Jamal Branch

Personal information
- Born: September 30, 1992 (age 33) Kansas City, Missouri, U.S.
- Listed height: 6 ft 3 in (1.91 m)
- Listed weight: 170 lb (77 kg)

Career information
- High school: Atascocita (Humble, Texas) Grace Preparatory Academy (Arlington, Texas)
- College: Texas A&M (2011–2012); St. John's (2012–2015);
- NBA draft: 2015: undrafted
- Playing career: 2015–present
- Position: Point guard / shooting guard

Career history
- 2015–2016: Los Angeles D-Fenders
- 2016–2017: Reno Bighorns
- 2018–2019: Cape Breton Highlanders

= Jamal Branch =

American professional basketball player

Jamal Edward Branch (born September 30, 1992) is an American professional basketball player who last played for the Cape Breton Highlanders of the National Basketball League of Canada. He played college basketball for Texas A&M and St. John's.

==High school career==
Branch attended Atascocita High School before transferring to Grace Preparatory Academy. As a senior, he averaged 16.4 points, 7.0 rebounds and 4.0 assists, leading Grace Prep to the state championship. For his efforts, he was selected as the district's most valuable player, he was an all-state selection and was a finalist for Mr. Basketball in the state of Texas.

==College career==
Branch began his college career at Texas A&M where he played in 11 games and averaged 4.2 points, 2.5 assists and 2.2 rebounds in 18.6 minutes. Before his sophomore season, he transferred to St. John's where he averaged 4.8 points 2.5 rebounds and 2.4 assists in 22 minutes per game as a senior.

==Professional career==
===Los Angeles D-Fenders (2015–2016)===
After going undrafted in the 2015 NBA draft, Branch signed with Iskra Svit of the Slovak Extraliga on August 29, 2015, but left before playing for them. On October 31, Branch was selected by the Los Angeles D-Fenders with the 41st overall pick in the 2015 NBA Development League Draft. However, he was waived by the D-Fenders on January 6, 2016. In 10 games with the D-Fenders, he averaged 1.1 points in 6.4 minutes per game. On April 7, 2016, Branch was re-signed by the D-Fenders for the D-League playoffs.

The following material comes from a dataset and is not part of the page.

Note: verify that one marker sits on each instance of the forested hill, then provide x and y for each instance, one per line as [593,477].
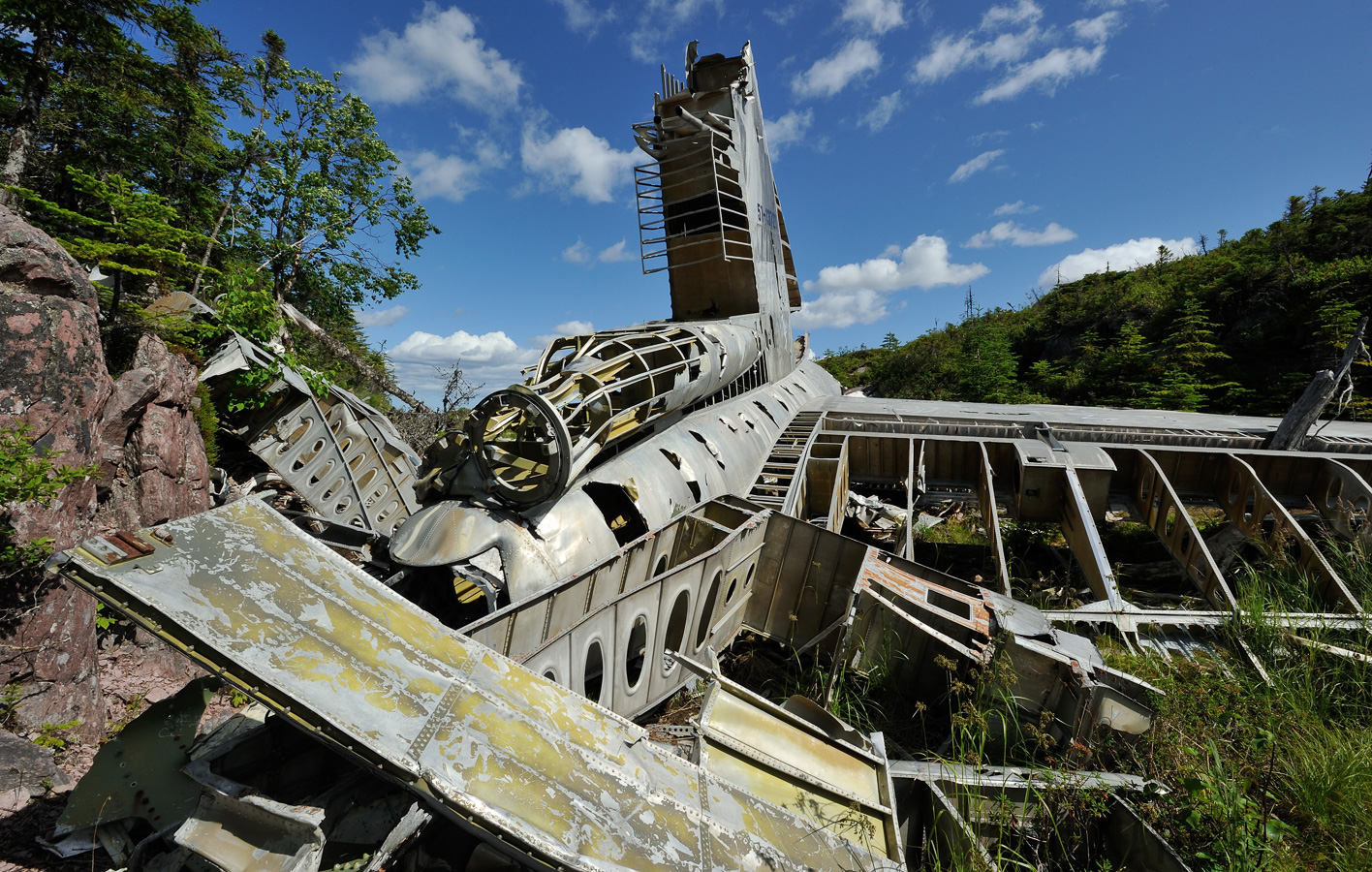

===Reno Bighorns (2016–2017)===
On October 30, 2016, Branch was acquired by the Reno Bighorns in a draft-day trade with the D-Fenders. On February 28, 2017, Branch was waived by the Bighorns.

==The Basketball Tournament==
Jamal Branch played for Team Johnnies in the 2018 edition of The Basketball Tournament. He scored 24 points and had 4 rebounds and 2 steals in the team's first-round loss to the Golden Eagles.

==Personal life==
The son of Schamauda Thompson and Jerome Branch, he has two sisters, Karissa Couty and Jayda Branch, and two brothers, William Mason and Justin Branch. He also is the cousin of Alec Burks of the Utah Jazz and Marcus Denmon of Gaziantep Basketbol. Branch majored in sports management. He now resides in the DFW metroplex with his wife.